- Also known as: Ill Weaver
- Born: Ilana Weaver 1980 or 1981 (age 44–45) Urbana, Illinois, U.S.
- Origin: Detroit, Michigan, U.S.
- Genre: Political hip-hop
- Label: Emergence Media

= Invincible (rapper) =

American rapper

Ilana Weaver (אילנה ויבר; born ), also known as Ill Weaver and more commonly by their stage name Invincible, is an American and Israeli rapper based in Detroit.

== Early life ==
Weaver's mother is Israeli, and their father is from St. Louis, Missouri. When they were one year old, they moved to Israel, returning to the United States at the age of 7. Their first language was Hebrew; they learned English from hip-hop music as a child and stopped speaking Hebrew by age ten. Upon their return to the United States, they first lived in Ann Arbor, Michigan, then moved to Detroit.

At age 15, Weaver started performing at open mic nights and getting into Detroit's battle scene in its late-1990s heyday. Weaver's passion for activism was sparked when members of the Ku Klux Klan gathered and spoke at Ann Arbor's city hall. Invincible was disgusted with what they heard, but felt they could not do anything about it.

==Career==
Beginning in 1997, Invincible was a member of the Anomalies crew. They collaborated with Finale, Suheir Hammad, Marco Polo, Tunde Olaniran, and Waajeed of the Platinum Pied Pipers.
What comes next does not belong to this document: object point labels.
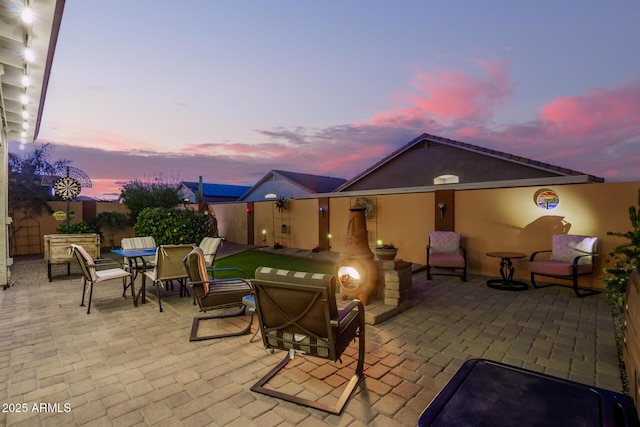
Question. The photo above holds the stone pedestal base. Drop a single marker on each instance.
(394, 282)
(393, 292)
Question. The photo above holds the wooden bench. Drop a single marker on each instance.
(57, 248)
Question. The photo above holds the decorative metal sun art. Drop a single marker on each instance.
(69, 182)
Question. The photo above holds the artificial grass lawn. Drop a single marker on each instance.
(248, 261)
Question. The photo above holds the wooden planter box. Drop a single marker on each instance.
(57, 248)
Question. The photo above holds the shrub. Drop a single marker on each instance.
(171, 226)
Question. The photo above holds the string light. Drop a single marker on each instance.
(27, 15)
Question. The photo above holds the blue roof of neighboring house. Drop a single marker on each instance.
(217, 190)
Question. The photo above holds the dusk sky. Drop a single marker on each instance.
(229, 90)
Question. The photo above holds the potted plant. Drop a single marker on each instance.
(386, 251)
(625, 258)
(62, 215)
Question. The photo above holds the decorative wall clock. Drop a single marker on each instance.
(547, 199)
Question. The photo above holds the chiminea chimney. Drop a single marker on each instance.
(356, 268)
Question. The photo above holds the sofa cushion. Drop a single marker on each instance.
(450, 260)
(442, 242)
(568, 246)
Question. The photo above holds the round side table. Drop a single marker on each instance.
(506, 282)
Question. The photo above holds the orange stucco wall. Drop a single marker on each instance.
(501, 219)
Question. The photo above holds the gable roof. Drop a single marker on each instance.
(291, 184)
(537, 167)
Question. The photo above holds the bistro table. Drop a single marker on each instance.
(506, 283)
(134, 256)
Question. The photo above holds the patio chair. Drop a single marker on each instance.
(92, 274)
(169, 267)
(215, 294)
(446, 255)
(298, 314)
(571, 256)
(140, 243)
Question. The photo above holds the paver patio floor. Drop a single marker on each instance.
(123, 365)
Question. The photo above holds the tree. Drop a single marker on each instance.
(27, 194)
(172, 226)
(138, 195)
(112, 222)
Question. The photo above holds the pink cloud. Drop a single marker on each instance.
(581, 132)
(451, 96)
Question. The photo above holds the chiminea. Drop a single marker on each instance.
(356, 268)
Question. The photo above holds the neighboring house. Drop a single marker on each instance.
(282, 184)
(212, 193)
(432, 160)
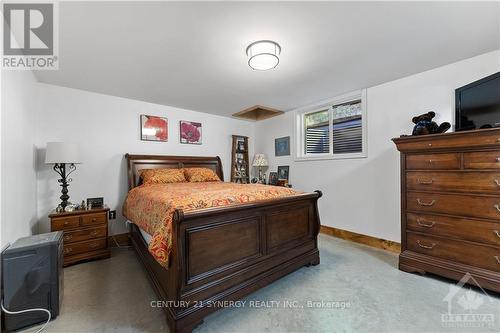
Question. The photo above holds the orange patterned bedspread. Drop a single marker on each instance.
(151, 207)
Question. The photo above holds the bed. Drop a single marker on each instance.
(224, 253)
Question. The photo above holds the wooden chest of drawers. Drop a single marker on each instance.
(450, 205)
(85, 234)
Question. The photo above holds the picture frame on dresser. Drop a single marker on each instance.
(450, 205)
In 2008, Invincible released their debut album, ShapeShifters, via Emergence, a record label they co-founded. In 2010, Invincible performed at the Can A Sista Rock a Mic? festival in Washington, D.C. That same year, Invincible received attention after the music video for "Ropes" was banned on mtvU, MTV's college-targeted channel, after it was deemed "too problematic" because of its theme of suicide. The ban was later lifted. Also around this time, Invincible worked in youth organizing with Detroit Summer's Live Arts Media Project and the US-Palestine Youth Solidarity Network.

== Personal life ==
Weaver identifies as gender-nonconforming, and uses they/them pronouns. They hold American and Israeli citizenship. Weaver is anti-Zionist and a critic of Israel.